California joins Virginia in restoring voting rights to felons, even after protests from law enforcement. Jerry Brown signed the bill into law and it will go into effect in 2017. I’m really not surprised by anything Brown does anymore, but he needs to go. What a great way to get more liberal votes under their belt, has nothing to do with “rights”. If you have defiled society, you lose your “rights” until you are no longer a felon.

Assemblywoman Shirley Weber (D-San Diego) says that “Civic participation can be a critical component of re-entry and has been linked to reduced recidivism,”. I call BS but thank God it doesn’t go into effect till AFTER the 2016 ELECTION.

RT has the full story:

Despite protests from law enforcement, California Governor Jerry Brown signed into law the reinstatement of voting rights for felons who are not doing time in state or federal prisons. The law will go into effect in 2017.

Under the new bill, which Governor Brown signed Wednesday, anyone convicted of a felony, but who is not currently in state or federal prison or on parole, is allowed to vote, according to the Associated Press.

The bill, which reinstates voting rights for some felons, including county jail inmates, was authored by Assemblywoman Shirley Weber (D-San Diego) and State Senator Holly Mitchell (D-Culver City). Weber said California is setting an example at a time when other states are trying to limit voting rights.

“Civic participation can be a critical component of re-entry and has been linked to reduced recidivism,” Weber said when the bill was introduced, according to KCBS.

Republican lawmakers said felons should not be allowed to cast ballots while serving a sentence, and State Senator Patricia Bates (R-Laguna Niguel) argued it compromised the integrity of elections.

“Close elections, especially at the local level, could now turn on a handful of ballots cast by people in jail,” said Bates in a statement.

California’s constitution denies the right to vote to anyone in prison or on parole.
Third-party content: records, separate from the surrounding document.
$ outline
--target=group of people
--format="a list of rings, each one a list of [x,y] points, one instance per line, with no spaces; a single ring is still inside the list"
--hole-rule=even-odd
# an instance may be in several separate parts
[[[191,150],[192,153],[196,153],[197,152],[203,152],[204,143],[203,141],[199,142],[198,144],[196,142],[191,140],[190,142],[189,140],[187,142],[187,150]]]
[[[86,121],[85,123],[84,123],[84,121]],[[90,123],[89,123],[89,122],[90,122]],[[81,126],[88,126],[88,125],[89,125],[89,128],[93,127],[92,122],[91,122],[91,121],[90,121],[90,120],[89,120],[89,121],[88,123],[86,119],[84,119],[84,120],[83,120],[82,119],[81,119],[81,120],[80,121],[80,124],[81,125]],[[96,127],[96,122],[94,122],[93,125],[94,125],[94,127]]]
In 2011, the state’s “realignment plan” shifted many of the state’s correction program responsibilities to local government, spurring the transfer of many low-level felony offenders to county-run jails and programs in an effort to reduce overcrowded state and federal prisons and save money.

The bill came in response to a successful 2014 lawsuit on behalf of low-level felons who argued people in county programs should not be classified the same way as other felons.

The new law could translate to as many as 50,000 new voters in the state, with many voting from their jail cells.